When my instructor eyed me doubtfully and asked if I was coming back for another lesson, the 17-year-old won out. “Yes!” I told him. “You’re nuts,” I told myself. 

I went home, and found myself afflicted with the peculiar pathology of aviation. I ran out in my stocking feet to look up at airplanes flying over my house. I started reading NTSB reports. I had trouble conversing with anyone about anything except airplanes. I began reading about stalls and watching the University of Iowa’s The Secret of Flight series with Dr. Alexander Lippisch. His visualization of fluid dynamics helped me grasp stall characteristics, and, oddly enough, the lesson in which I first practiced stalls was the first lesson I enjoyed without reservation. I was learning control, and the limits of control surfaces, which I found deeply reassuring. 

It took four lessons to feel comfortable with my instructor and the airplane, to feel tentatively sure I wouldn’t do something incredibly stupid and ruin everyone’s day, and to trust our airfield’s mechanic—who has been doing his job since before I was born—with my life. 

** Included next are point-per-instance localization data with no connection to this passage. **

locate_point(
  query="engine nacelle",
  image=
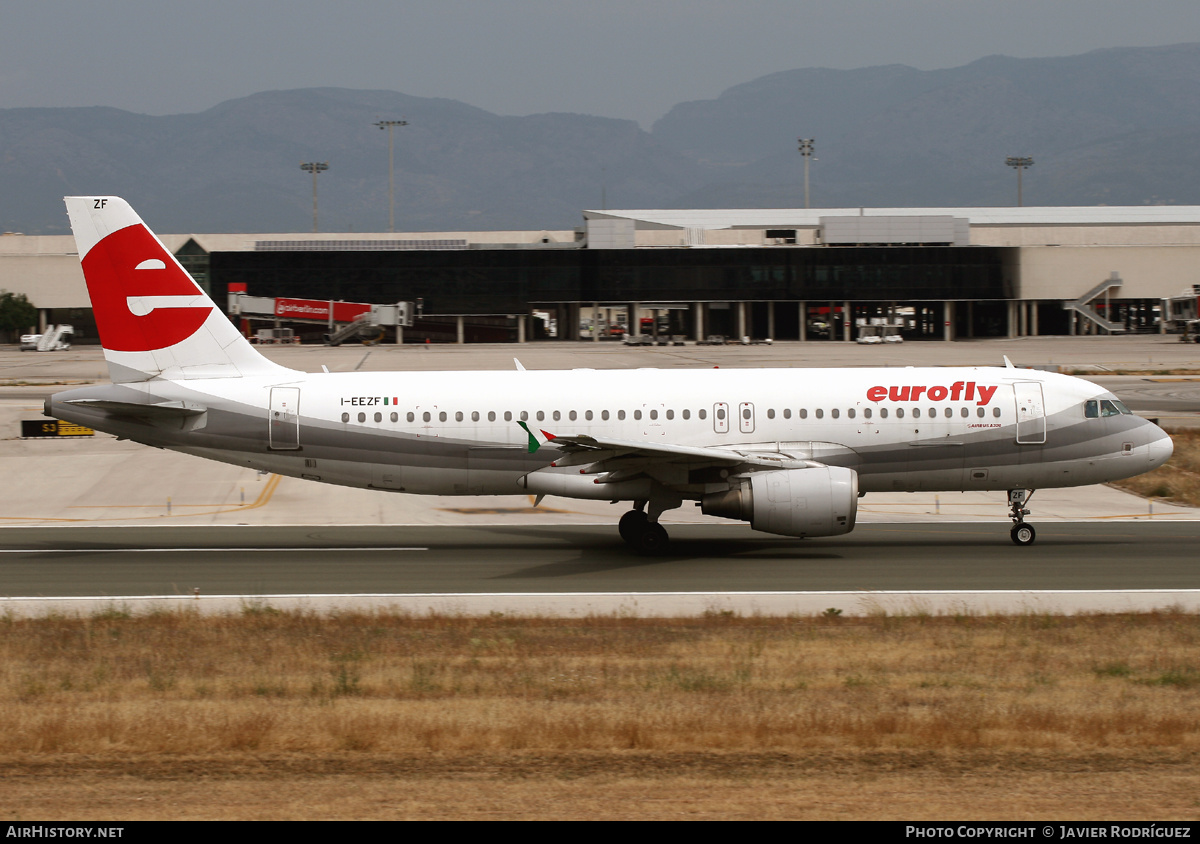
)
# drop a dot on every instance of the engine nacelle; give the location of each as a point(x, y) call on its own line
point(813, 502)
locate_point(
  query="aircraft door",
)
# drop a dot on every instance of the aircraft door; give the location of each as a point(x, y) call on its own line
point(283, 418)
point(721, 417)
point(1031, 417)
point(745, 417)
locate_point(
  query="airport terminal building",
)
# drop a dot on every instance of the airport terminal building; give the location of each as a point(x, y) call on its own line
point(785, 274)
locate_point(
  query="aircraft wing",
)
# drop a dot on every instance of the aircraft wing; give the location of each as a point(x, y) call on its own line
point(628, 459)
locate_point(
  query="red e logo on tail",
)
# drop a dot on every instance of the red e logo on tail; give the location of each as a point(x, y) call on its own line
point(142, 299)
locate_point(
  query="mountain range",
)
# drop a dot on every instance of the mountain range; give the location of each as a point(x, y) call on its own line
point(1113, 126)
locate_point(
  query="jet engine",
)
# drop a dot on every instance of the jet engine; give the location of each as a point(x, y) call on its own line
point(820, 501)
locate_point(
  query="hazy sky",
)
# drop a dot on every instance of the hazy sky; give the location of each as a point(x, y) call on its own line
point(613, 58)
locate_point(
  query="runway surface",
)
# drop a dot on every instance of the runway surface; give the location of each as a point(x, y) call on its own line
point(258, 561)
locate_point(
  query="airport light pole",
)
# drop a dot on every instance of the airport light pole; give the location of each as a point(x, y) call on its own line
point(1019, 163)
point(391, 183)
point(315, 167)
point(807, 151)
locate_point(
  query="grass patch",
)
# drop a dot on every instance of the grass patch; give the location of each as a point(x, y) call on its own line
point(1177, 482)
point(299, 682)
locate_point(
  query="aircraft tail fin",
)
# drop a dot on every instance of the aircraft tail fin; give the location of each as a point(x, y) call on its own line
point(154, 319)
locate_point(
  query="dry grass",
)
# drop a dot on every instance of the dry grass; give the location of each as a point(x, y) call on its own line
point(293, 714)
point(288, 682)
point(1177, 480)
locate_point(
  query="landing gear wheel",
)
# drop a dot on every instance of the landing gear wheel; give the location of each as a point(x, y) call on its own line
point(652, 538)
point(630, 525)
point(1024, 534)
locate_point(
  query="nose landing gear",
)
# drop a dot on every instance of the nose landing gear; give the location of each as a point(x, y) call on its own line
point(1021, 533)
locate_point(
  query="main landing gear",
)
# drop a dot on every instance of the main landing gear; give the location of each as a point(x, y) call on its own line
point(642, 533)
point(1021, 533)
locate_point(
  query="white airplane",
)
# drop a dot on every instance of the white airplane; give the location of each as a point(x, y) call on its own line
point(790, 450)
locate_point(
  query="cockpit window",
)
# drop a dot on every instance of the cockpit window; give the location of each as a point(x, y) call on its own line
point(1096, 408)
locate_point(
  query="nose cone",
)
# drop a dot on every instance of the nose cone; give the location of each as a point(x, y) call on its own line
point(1159, 450)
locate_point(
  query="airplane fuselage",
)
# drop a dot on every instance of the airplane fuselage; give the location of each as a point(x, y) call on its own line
point(457, 434)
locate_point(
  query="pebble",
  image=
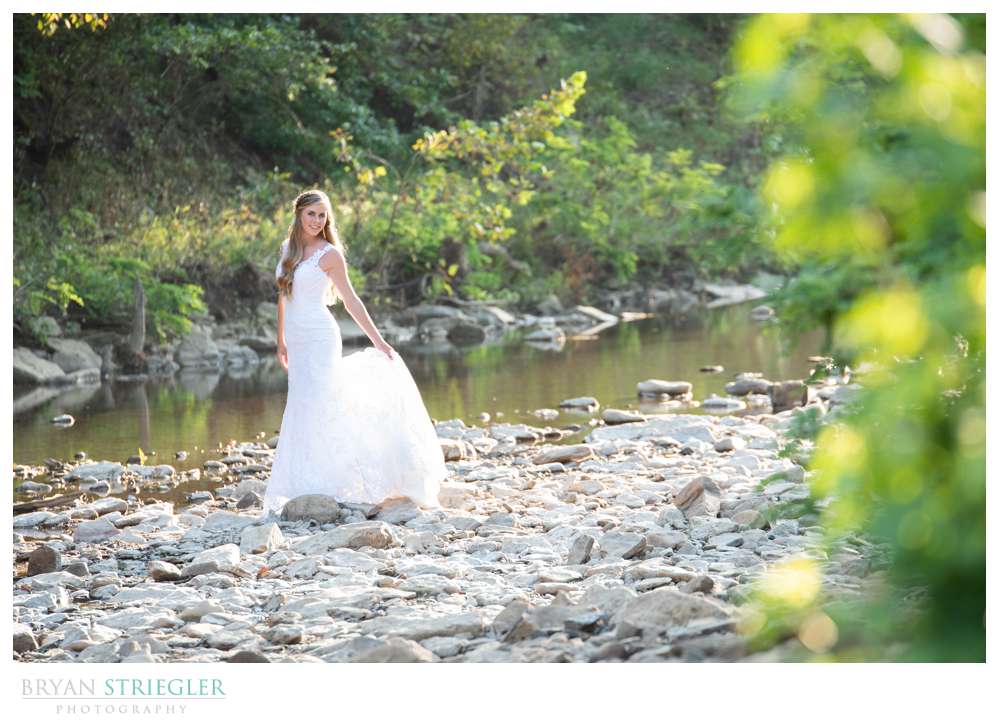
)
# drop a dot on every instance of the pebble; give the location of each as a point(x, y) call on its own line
point(608, 549)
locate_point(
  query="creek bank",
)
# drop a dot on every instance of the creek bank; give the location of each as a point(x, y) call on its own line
point(238, 346)
point(635, 544)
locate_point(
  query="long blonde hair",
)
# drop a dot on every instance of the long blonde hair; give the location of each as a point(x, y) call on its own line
point(296, 235)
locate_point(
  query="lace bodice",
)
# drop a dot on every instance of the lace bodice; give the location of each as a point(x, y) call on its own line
point(354, 427)
point(312, 289)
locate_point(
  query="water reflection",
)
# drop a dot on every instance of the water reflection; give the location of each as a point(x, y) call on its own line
point(197, 410)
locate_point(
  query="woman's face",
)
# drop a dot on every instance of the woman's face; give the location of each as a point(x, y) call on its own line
point(314, 217)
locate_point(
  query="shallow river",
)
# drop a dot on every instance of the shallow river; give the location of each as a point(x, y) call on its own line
point(195, 411)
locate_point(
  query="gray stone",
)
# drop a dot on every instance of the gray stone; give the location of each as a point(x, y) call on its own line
point(563, 454)
point(397, 511)
point(43, 560)
point(24, 639)
point(700, 497)
point(320, 508)
point(589, 404)
point(197, 349)
point(579, 552)
point(469, 623)
point(729, 444)
point(163, 571)
point(395, 650)
point(788, 394)
point(654, 612)
point(375, 534)
point(612, 416)
point(94, 531)
point(224, 520)
point(663, 388)
point(285, 634)
point(261, 538)
point(622, 545)
point(72, 354)
point(745, 385)
point(29, 368)
point(249, 500)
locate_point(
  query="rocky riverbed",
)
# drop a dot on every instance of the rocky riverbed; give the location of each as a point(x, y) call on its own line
point(633, 545)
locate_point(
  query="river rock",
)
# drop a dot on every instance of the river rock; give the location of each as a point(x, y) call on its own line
point(424, 627)
point(43, 559)
point(465, 333)
point(588, 404)
point(655, 612)
point(320, 508)
point(223, 558)
point(24, 639)
point(73, 354)
point(197, 349)
point(563, 454)
point(93, 531)
point(714, 403)
point(30, 368)
point(163, 571)
point(394, 650)
point(729, 444)
point(397, 511)
point(622, 545)
point(103, 470)
point(612, 416)
point(746, 385)
point(261, 538)
point(375, 534)
point(579, 552)
point(285, 634)
point(700, 497)
point(456, 449)
point(788, 394)
point(663, 388)
point(250, 499)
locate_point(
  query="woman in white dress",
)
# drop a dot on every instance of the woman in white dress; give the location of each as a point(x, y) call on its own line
point(355, 427)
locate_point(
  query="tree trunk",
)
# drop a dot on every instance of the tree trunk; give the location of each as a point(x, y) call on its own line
point(137, 335)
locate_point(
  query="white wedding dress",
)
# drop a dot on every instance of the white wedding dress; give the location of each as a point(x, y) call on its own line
point(354, 427)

Looking back on my journey thus far, I have warm and fuzzy feelings even for those tough first lessons. Trepidation can enhance our senses and lends an extra layer of seriousness to the task at hand. Those first few lessons are seared indelibly in my mind. And because I conquered my self-doubt and broke through to the joy and wonder of flying, I can say I’m proud of myself for sticking with it. And no matter what I experience in my journey in the future, I will never again feel that heady blend of terror and excitement, newness and joy. On one hand, I’m thankful for that. On the other, it’s a little bittersweet knowing that the threshold of adventure is behind me.

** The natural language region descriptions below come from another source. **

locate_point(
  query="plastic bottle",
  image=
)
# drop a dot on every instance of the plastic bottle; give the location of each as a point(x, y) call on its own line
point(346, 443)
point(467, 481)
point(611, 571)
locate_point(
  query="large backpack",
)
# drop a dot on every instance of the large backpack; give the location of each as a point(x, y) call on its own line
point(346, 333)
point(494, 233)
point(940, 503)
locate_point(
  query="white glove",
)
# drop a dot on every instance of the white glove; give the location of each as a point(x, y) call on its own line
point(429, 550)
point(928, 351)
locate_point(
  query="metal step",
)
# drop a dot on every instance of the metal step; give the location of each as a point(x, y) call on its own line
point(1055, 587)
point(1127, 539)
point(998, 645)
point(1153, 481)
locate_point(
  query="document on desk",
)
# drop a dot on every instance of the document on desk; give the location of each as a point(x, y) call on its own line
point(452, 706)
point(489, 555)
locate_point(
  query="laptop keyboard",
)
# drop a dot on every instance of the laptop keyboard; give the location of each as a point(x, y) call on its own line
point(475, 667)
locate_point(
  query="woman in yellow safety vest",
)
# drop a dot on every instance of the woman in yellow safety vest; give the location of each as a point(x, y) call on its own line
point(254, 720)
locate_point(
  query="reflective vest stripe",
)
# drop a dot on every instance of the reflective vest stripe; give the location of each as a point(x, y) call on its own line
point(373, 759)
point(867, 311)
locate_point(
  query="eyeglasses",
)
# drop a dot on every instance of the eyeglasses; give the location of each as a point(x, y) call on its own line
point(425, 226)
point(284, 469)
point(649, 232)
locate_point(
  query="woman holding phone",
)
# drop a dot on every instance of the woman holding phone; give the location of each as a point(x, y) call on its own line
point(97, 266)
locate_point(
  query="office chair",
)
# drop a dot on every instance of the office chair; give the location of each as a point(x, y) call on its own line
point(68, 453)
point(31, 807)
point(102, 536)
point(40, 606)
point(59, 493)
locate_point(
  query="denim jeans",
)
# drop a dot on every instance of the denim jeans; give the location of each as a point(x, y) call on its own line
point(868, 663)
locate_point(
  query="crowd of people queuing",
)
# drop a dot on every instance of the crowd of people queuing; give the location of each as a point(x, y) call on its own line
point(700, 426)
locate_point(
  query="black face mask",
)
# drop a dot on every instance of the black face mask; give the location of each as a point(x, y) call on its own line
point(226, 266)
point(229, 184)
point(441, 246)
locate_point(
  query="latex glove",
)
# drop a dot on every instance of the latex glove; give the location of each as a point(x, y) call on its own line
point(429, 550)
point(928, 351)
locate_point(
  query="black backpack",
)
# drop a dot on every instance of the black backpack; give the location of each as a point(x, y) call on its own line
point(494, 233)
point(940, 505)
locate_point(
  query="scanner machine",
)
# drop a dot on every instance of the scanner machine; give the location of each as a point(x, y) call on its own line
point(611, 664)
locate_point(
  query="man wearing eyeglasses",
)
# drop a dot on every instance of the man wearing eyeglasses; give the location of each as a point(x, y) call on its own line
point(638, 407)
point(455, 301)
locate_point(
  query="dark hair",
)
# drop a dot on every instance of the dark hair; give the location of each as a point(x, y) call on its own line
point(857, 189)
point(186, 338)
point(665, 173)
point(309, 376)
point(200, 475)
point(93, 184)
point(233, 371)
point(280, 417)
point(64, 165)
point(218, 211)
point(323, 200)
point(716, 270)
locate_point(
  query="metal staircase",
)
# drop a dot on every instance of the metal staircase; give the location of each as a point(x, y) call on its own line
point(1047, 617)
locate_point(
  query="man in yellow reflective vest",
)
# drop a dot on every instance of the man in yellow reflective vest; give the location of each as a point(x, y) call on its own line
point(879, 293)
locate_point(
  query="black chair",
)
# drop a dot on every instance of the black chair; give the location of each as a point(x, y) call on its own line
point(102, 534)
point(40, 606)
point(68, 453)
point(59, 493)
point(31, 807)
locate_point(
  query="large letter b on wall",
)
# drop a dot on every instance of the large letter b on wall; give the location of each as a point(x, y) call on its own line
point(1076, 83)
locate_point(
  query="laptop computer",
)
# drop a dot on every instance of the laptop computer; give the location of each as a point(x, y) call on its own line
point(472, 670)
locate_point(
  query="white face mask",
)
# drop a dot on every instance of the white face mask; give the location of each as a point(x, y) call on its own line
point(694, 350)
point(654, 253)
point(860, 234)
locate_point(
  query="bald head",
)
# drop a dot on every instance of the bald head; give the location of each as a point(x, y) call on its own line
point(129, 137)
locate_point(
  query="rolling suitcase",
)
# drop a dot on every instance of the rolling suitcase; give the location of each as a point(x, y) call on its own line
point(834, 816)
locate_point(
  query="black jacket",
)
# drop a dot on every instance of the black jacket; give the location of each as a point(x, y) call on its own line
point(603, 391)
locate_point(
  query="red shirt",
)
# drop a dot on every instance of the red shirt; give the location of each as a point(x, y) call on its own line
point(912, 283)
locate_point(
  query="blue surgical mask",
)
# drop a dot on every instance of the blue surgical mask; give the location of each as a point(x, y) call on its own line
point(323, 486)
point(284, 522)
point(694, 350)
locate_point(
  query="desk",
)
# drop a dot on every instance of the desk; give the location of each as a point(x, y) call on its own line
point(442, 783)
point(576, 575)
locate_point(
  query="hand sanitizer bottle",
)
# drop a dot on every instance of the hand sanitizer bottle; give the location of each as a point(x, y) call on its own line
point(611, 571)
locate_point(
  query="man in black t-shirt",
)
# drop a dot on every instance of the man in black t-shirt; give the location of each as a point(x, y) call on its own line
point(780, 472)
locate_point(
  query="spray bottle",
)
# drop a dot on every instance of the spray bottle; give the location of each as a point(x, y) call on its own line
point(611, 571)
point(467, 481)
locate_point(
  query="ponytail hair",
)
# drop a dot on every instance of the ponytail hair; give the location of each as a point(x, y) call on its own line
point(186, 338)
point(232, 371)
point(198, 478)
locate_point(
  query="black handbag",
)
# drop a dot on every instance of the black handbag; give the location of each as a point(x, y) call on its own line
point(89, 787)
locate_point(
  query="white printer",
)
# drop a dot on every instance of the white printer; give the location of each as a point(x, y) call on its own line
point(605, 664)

I’m not going to be the first person on Mars, and I’m certainly not the first person to take flying lessons. I’ve not done anything particularly remarkable in aviation. And I’m content with that, for now. I’m living my dreams. Maybe another student out there can take heart in the thought that feeling a little rattled sometimes is normal, and potentially even beneficial when you’re learning to fly. 

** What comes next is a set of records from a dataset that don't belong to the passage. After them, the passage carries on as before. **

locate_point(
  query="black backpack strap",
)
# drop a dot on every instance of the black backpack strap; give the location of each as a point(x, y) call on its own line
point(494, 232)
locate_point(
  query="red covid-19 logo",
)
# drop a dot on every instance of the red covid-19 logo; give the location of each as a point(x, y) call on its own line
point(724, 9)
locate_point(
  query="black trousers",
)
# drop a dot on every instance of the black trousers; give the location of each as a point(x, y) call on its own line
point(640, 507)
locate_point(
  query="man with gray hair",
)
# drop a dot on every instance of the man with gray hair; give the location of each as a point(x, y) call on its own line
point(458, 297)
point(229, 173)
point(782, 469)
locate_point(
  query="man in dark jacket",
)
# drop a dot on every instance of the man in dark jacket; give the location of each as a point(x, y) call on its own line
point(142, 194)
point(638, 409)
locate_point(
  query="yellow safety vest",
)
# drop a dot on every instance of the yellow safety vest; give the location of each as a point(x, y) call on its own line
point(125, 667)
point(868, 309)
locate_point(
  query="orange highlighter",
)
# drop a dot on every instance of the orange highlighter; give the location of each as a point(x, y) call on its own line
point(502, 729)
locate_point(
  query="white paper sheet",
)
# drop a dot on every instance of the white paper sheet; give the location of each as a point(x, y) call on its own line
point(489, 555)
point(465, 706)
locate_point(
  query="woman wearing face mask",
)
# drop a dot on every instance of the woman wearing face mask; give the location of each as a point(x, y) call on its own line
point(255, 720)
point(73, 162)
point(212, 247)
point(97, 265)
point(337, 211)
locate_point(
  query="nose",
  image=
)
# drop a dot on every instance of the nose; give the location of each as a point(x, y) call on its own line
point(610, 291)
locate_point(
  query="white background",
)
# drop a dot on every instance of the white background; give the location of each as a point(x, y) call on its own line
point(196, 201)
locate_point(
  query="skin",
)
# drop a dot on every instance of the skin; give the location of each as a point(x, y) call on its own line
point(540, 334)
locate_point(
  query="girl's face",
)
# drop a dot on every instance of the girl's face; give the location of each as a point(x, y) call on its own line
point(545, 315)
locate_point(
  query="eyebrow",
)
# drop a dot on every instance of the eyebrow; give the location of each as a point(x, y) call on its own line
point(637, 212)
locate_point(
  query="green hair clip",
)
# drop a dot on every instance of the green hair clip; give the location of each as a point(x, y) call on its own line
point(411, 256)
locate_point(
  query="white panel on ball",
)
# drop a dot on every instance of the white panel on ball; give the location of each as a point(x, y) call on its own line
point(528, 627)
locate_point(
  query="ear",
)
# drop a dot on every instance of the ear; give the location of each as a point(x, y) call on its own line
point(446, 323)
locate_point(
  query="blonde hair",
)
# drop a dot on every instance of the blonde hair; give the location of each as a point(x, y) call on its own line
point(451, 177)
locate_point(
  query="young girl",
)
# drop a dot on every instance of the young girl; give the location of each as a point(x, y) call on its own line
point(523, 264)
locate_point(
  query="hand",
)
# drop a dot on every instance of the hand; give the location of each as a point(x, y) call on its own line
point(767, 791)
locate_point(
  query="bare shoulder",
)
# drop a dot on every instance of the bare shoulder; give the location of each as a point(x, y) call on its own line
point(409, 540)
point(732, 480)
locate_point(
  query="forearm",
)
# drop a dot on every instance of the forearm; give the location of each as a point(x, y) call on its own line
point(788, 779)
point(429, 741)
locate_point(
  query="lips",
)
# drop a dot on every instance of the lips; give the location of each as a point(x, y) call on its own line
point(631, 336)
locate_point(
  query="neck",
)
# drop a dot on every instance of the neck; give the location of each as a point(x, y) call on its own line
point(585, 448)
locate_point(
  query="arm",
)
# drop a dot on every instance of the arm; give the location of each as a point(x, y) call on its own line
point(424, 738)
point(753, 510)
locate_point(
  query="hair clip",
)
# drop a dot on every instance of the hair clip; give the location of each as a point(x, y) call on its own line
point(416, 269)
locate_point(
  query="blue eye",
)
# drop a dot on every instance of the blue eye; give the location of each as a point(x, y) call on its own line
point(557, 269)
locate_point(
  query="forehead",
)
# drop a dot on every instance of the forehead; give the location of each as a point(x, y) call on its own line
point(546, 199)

Amy Wilder is managing editor for Plane & Pilot magazine. She fell in love with airplanes at age 8 when her brother-in-law took her up in a Cessna 172. Pretty soon, Amy's bedroom walls were covered with images of vintage airplanes and she was convinced she'd be a bush pilot in Alaska one day. She became a journalist instead, which is also somewhat impractical—but with fewer bears. Now she's working on her private pilot certificate and ready to be a lifelong student of the art of flying.